Terceirizados do governo têm direito a auxílio-creche superior a R$ 500; veja regras
Benefício é voltado a trabalhadores em contratos com dedicação exclusiva e pode chegar a R$ 526,64 por dependente
Uma nova norma publicada nesta terça-feira (14) pelo Governo Federal regulamenta o pagamento de reembolso-creche para trabalhadoras e trabalhadores terceirizados que atuam em contratos com dedicação exclusiva de mão de obra ao serviço público. A medida foi publicada no Diário Oficial da União.

A medida estabelece que o benefício é destinado a quem tem filho, enteado ou criança sob guarda judicial com até 5 anos e 11 meses. O valor mensal definido é de R$ 526,64 por dependente, válido em todo o país.
De acordo com a instrução normativa, o reembolso tem caráter indenizatório. O pagamento é vinculado aos gastos comprovados com creches ou serviços semelhantes de cuidado infantil. Caso o trabalhador comprove despesas menores, o valor pago pode ser reduzido.
A nova regra permite que benefícios de reembolso-creche já existentes em acordos coletivos, se forem de valor inferior ao do governo, sejam complementados.
Porém, se as regras nos acordos coletivos forem mais vantajosas do que as da nova norma, elas continuarão a ser aplicadas.
Como funciona o reembolso-creche
Para ter acesso ao auxílio, o trabalhador precisa:
- Solicitar o benefício com a sua empregadora e apresentar a certidão de nascimento da criança (ou comprovante de guarda judicial)
- Declarar ciência de que seus dados e os da criança serão usados para a concessão e fiscalização do benefício.
Os pais ou responsáveis também devem declarar que a mãe ou outro responsável não recebe o mesmo benefício em outro contrato do mesmo tipo. A regra é para evitar pagamento em duplicidade.

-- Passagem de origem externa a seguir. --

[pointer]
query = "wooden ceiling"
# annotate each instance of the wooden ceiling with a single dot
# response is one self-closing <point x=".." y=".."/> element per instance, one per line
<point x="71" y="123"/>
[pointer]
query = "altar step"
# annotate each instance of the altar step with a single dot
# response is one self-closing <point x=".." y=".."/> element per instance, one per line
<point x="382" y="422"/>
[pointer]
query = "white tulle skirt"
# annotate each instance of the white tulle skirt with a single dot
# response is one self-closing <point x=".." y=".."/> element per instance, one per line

O benefício é priorizado para a mãe, e não pode ser concedido ao mesmo tempo a dois responsáveis pelo mesmo dependente, dentro do mesmo tipo de contrato.
Fiscalização e regras
Segundo a norma, as empresas contratadas ficam encarregadas de reunir e manter a documentação, além de realizar o registro obrigatório das informações dos beneficiários no sistema Contratos.gov.br, o que configura a ativação do reembolso.

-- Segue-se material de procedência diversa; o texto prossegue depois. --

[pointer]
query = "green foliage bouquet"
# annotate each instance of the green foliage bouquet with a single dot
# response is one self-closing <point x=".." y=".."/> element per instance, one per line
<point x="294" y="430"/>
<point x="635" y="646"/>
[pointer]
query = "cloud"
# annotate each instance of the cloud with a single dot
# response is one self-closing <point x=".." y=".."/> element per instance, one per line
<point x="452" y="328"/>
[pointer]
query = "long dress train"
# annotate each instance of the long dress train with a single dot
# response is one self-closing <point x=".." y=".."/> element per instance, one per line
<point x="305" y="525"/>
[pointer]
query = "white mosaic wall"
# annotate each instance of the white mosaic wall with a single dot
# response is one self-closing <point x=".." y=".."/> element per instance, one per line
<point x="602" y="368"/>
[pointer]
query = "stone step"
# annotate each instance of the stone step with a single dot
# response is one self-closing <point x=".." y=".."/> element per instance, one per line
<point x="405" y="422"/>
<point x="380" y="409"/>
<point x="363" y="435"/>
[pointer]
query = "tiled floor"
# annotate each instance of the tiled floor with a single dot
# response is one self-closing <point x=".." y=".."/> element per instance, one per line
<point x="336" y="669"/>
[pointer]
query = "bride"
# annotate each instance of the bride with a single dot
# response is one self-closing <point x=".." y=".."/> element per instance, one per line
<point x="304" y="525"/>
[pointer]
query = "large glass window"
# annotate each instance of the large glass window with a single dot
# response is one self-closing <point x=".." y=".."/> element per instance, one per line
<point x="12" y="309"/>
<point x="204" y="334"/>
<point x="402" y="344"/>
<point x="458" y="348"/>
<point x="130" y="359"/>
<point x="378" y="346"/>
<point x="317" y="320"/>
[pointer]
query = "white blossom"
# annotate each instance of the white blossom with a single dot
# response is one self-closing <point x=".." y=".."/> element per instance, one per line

A norma estabelece que haverá fiscalização periódica para verificar se o benefício está sendo pago corretamente. Se houver inconsistências ou falta de comprovação, os valores podem ser suspensos ou devolvidos.
Os contratos em vigor deverão ser adaptados às novas regras por meio de termo aditivo entre maio e dezembro de 2026. Já processos em andamento também deverão seguir as novas exigências.